A veces, nos perdemos en la inmensidad de los días, dejando que las horas pasen como si fueran simples hojas arrastradas por el viento. La frase de Stephen MacKenna nos invita a una reflexión profunda y algo provocadora sobre la falta de dirección. Cuando dice que no tener un propósito es una forma de traición a nuestra propia voluntad, nos está recordando que nuestra voluntad es un tesoro precioso que necesita un norte. Sin un propósito, nuestra energía se dispersa, y terminamos viviendo en piloto automático, entregando nuestro poder personal a las circunstancias externas en lugar de ser los arquitectos de nuestro propio destino.
En el día a día, esto se traduce en esa sensación de vacío que aparece al final de una semana muy ocupada pero sin logros significativos.
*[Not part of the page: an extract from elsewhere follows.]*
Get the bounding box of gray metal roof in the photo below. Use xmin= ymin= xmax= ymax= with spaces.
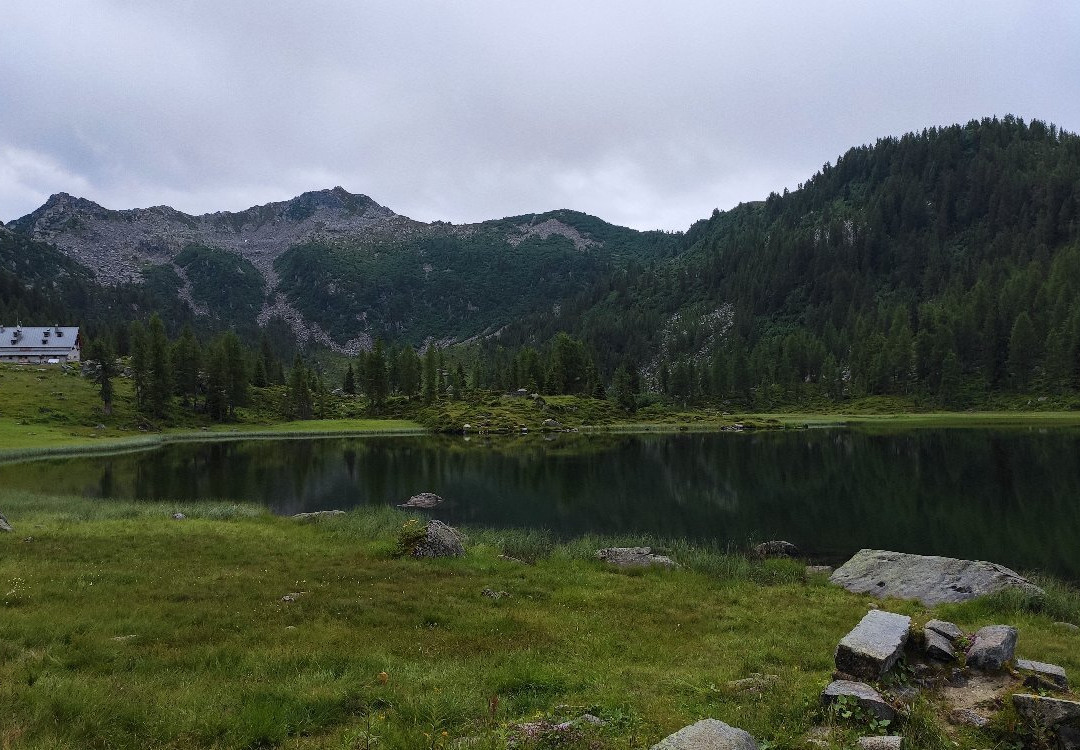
xmin=0 ymin=325 xmax=79 ymax=356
Puedes haber corrido todo el día, atendido mil llamadas y respondido correos, pero al acostarte, sientes que no has avanzado realmente hacia nada que te importe. Es como remar en un bote en medio de la niebla; haces un esfuerzo enorme, te cansas muchísimo, pero no tienes idea de si te diriges a una orilla segura o si simplemente estás dando vueltas en círculos en la misma zona.
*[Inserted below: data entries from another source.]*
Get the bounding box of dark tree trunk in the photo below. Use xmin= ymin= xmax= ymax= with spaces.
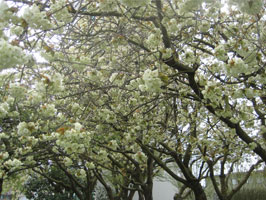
xmin=0 ymin=178 xmax=4 ymax=196
xmin=192 ymin=182 xmax=207 ymax=200
xmin=142 ymin=183 xmax=153 ymax=200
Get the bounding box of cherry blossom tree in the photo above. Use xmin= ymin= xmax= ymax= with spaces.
xmin=0 ymin=0 xmax=266 ymax=200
Recuerdo una vez que yo misma me sentía así, como si estuviera flotando sin rumbo. Pasaba mis días cumpliendo tareas por compromiso, pero mi corazón no estaba en ninguna parte. Me sentía desconectada de mis propios deseos, casi como si hubiera abandonado mi propio timón. Fue cuando decidí que, aunque fuera con un pequeño paso, necesitaba elegir una dirección, que empecé a sentir esa chispa de vitalidad otra vez. No necesitaba cambiar el mundo de la noche a la mañana, solo necesitaba que mis acciones diarias tuvieran un pequeño significado para mí.
No te pido que encuentres una misión grandiosa y épica hoy mismo. A veces, el propósito puede ser tan sencillo como cuidar de un jardín, aprender una nueva habilidad o ser la persona más amable en tu oficina. Lo importante es que esa elección nazca de tu voluntad y no de la inercia. Cuando decides hacia dónde quieres ir, tu voluntad deja de ser una esclava de las circunstancias y se convierte en tu guía más fiel.
Hoy te invito a que te detengas un momento y te preguntes con mucha ternura: ¿Hacia dónde estoy dirigiendo mis pasos? No busques respuestas complicadas, solo busca la honestidad. Si sientes que estás a la deriva, no te castigues, simplemente busca un pequeño ancla, un pequeño motivo que te haga sentir que tu voluntad sigue siendo tuya.